The problem (this is me again, Bob) is an unwillingness on the part of the VC community or even industry in general to see that their actions have an impact. Oh they love to be told that they are the engine that keeps the economy running, but ask them to act like that engine and they won't.

There was a time when American industry believed in Mac's field of flowers. New business units were started to prove or disprove product and service ideas. Most of these ideas didn't work out, but most of them didn't cost very much money, either, so big companies like GE and 3M had no trouble carrying the bad ones for just long enough to see if they'd work. But then came the 1980s with its spreadsheet jockeys, and the game changed to letting little companies come up with the new ideas, then simply buying-up those little companies as they started to succeed.
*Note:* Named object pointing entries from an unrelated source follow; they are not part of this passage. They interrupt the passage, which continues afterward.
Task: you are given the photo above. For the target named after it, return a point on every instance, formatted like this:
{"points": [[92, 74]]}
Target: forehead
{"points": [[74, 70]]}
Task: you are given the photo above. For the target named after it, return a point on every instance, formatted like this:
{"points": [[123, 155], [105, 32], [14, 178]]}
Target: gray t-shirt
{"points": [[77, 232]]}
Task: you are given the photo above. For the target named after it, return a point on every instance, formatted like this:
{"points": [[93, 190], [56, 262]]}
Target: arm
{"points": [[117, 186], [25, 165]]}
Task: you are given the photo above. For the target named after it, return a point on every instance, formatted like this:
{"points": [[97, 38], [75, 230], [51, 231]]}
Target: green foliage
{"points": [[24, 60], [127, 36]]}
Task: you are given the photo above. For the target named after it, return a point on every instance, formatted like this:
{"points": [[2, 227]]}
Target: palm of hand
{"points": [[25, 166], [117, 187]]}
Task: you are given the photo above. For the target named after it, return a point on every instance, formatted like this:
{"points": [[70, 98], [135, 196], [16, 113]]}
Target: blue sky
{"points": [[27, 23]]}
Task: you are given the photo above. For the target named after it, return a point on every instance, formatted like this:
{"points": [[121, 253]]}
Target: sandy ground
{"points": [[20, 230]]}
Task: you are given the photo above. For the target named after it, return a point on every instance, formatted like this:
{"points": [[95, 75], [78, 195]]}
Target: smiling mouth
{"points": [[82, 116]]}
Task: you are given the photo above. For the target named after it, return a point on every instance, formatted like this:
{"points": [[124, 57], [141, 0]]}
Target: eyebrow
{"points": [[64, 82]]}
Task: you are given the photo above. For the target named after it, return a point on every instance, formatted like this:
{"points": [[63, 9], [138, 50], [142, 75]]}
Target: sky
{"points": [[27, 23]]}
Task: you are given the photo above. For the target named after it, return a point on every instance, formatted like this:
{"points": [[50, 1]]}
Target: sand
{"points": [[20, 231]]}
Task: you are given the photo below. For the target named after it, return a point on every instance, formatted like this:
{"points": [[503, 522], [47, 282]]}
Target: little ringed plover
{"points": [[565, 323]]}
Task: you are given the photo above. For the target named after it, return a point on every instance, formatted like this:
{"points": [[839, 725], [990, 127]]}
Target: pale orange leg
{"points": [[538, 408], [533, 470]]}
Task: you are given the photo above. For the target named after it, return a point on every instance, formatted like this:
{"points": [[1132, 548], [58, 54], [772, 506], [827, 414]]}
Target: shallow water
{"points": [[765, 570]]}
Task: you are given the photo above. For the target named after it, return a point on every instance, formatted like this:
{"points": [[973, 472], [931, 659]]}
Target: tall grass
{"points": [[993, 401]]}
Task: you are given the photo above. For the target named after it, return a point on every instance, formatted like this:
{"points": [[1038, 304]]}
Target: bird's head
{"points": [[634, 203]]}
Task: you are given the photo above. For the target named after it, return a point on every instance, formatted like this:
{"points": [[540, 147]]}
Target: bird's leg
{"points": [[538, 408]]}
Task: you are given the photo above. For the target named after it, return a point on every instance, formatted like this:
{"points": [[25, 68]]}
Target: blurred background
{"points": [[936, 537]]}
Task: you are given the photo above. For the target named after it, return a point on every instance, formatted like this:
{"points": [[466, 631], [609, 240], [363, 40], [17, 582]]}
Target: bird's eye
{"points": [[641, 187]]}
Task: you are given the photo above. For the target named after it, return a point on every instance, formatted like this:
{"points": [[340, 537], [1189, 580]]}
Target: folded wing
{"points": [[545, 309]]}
This new system required capital to start and build the little companies and the VC community was able to provide that. The goals were modest -- a 20 percent compounded annual rate of return to venture fund investors. And it generally worked. But then came the Internet fever of the late-1990s when the goal changed from that 20 percent return to what the VCs liked to call the "hundred bagger." A hundred bagger is a startup that returns 100 times the original investment. There have been very few hundred baggers, but the fact that for awhile there were some has had a horrible effect on the venture capital business, because now any investment that doesn't have hundred bagger potential is viewed as not worth making at all.

That's just plain stupid, of course.

The goal is no longer to make a certain return, but to find a hundred bagger -- something that is just about impossible to do. You can stumble on a hundred bagger, you can luck into it, but actually setting out to invest only in businesses you feel are likely to return 100X, well that pretty much means you'll never invest again, which is the way the VC business feels right now.

The problem with finding that hundred bagger is that whatever you as a VC think you are investing in isn't what you think it is. That's because every startup -- EVERY STARTUP -- faces a crisis early-on and changes dramatically what it intends to do. So the smart VC invests more in the people than in the idea because the idea is going to change. And that means what you think is a hundred bagger will inevitably turn into something else.

Searching for the hundred bagger has dogged the entire system. The big companies that are used to buying-up startups to feed their product pipeline no longer have much to choose from. That old engine of the economy is no longer creating new jobs, and still we scratch our heads and wonder what's happening.